IBM’s PureSystems are designed to provide seamless, high-performance virtualized data centers that can support infrastructure, platforms and applications as a service. More than 10,000 PureSystems units have shipped since its introduction in 2012, driven mostly by the adoption and support of managed service providers and independent software vendors (ISVs).
The numbers are significant enough for IBM to tout them as proof that its cloud and cloud-enablement strategy is working. PureSystems is a family of products, including Flex System, PureFlex System, PureApplication System, and PureData System, for creating integrated, high-performance application optimized systems. IBM is making huge investments in developing and providing cloud providers and operators of virtualized environments with the tools to attain highly available and performing architectures.
In its announcement, IBM cites the adoption of PureSystems by enterprises and service providers around the world. And, it says, demand for support and remote operations through managed service providers – now totaling more than 2,200 strong – is driving continued and consistent growth for its PureSystems.
In conventional terms, a MSP is a provider of remote monitoring and management services. Where equipment and applications reside inside the customer domain, the MSP sits on the outside and provides period, on-demand or persistent monitoring and response services. In other words, MSPs are the staff that doesn’t have to reside in the customer’s data center.
In 2011, IBM began pushing its notion of managed services as anything delivered remotely to the customer. In this context, a managed service encompasses everything from the conventional definition to the cloud services of even the largest providers.
The IBM managed services definition makes sense, in many ways. For years, the MSP community has fought the idea of managed and cloud services being one in the same. Cloud was something delivered by large vendors and service providers; managed services is the next-generation of the break/fix model.

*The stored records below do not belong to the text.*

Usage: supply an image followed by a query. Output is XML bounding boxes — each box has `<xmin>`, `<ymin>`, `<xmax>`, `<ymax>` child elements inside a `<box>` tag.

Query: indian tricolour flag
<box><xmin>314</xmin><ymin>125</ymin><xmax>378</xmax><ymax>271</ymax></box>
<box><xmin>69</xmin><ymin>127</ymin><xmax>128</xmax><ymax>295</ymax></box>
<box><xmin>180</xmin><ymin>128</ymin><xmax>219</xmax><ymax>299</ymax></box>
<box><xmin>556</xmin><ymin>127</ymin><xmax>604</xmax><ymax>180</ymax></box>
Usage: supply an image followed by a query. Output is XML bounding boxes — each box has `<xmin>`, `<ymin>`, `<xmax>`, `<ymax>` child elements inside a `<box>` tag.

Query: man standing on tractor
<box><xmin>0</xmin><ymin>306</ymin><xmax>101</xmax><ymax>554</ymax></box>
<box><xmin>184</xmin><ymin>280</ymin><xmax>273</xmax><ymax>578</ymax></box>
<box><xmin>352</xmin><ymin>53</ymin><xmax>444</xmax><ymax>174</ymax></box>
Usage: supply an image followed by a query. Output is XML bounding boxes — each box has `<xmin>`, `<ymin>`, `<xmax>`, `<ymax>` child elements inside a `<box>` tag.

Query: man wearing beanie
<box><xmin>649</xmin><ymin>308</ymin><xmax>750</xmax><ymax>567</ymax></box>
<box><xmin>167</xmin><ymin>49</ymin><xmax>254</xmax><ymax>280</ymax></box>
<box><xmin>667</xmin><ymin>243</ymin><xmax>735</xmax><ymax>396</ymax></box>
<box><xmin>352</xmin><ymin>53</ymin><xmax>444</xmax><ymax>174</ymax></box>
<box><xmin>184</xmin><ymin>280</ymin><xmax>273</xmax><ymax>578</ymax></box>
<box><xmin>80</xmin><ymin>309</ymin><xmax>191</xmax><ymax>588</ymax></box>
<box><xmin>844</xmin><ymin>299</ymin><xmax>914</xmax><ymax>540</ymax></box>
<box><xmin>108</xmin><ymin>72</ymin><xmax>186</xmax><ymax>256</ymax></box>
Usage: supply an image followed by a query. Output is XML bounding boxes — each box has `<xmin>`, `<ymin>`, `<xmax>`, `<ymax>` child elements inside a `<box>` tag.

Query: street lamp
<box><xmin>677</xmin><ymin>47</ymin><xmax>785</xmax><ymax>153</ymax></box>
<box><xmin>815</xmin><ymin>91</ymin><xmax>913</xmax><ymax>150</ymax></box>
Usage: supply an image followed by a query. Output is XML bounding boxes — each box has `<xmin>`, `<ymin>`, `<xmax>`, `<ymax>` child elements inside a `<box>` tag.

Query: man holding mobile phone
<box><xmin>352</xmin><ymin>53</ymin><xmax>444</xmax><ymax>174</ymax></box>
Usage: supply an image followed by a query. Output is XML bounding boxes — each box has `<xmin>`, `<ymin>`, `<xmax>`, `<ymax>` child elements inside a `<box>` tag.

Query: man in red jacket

The trend today is clearly weighted in a hybrid model in which hardware, software and services are the best route to market. The 2112 Group’s 2014 Channel Forecast found the number of managed service providers decreased significantly, while the number of cloud providers skyrocketed. Moreover, the number of self-identified VARs and systems integrators also increased. Services, particularly managed, are not going away, but rather becoming part of a portfolio delivered by solution providers.
PureSystems isn’t the definitive platform for integrated data centers or service delivery platforms; but it is providing evidence that services are the channel’s future in more ways than one.